Does this shock you? Would you be surprised to learn that this is still going on? It is, once again, I was there, not for that but I was working on a rocker's stereo two months ago during a party, groupies everywhere. It was like 1977 all over again. I pulled aside the owner of the house and asked him why he let those girls in. He said that his rock star buddies expected it and pointed out one girl that he said was "pure poison."
I asked him why he let her in his house then. He said: "Have you seen her? Wow."

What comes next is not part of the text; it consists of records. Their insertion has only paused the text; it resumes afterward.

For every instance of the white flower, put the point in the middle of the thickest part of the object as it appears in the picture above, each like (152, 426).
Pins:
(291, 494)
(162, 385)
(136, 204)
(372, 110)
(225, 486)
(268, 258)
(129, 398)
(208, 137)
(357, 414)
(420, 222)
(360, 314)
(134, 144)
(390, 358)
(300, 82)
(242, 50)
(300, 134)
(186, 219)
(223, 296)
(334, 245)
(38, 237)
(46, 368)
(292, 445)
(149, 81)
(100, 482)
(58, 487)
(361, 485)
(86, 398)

So, yeah, it still goes on. These were not "hired" girls I saw there, no, these were groupies, just like the old days. Hangers on, friends of friends. The "rock stars" themselves were sitting in their full outfits (scarves, headbands, etc.) outside by the pool. When I came back 15 minutes later all of the girls were naked in the pool. I couldn't believe that this type of thing still goes on, naïve me. One thing, and one thing only has changed. No one under 18 was there. But I can tell you that under all of that makeup, most of these girls were barely 18.
And so it (still) goes.
Please, enough with the talk of rape on this really old thread, the moderators will shut it down (probably a good idea.)
And here:
When these musicians (again, the guys I knew in LA bands, older than me) got famous, all the rules of courtship went out the window, along with morals. The groupies were a new breed, aggressive, the time honored rules of courtship were ditched, the girls just latched on to these guys, many of these dudes having no prior physical knowledge of the opposite sex. A few of these guys would fall in love with some of these girls and just get wrecked when dumped. What to do? Become cynical and jaded, just like the groupies. Girls became more important to these guys than writing a song or rehearsing, and when drugs were added to the picture, the attention span of these band members went down the crapper.
Remember, people back then were brought up with manners, values, etc. for the most part. But two weeks on the road in a rock band can kill all sense of that in no time. Being on the road with long stretches of boredom, that disorienting sense of not quite knowing where you are at any given time, all this brings out the worst and adding drugs and girls can just end some musicians.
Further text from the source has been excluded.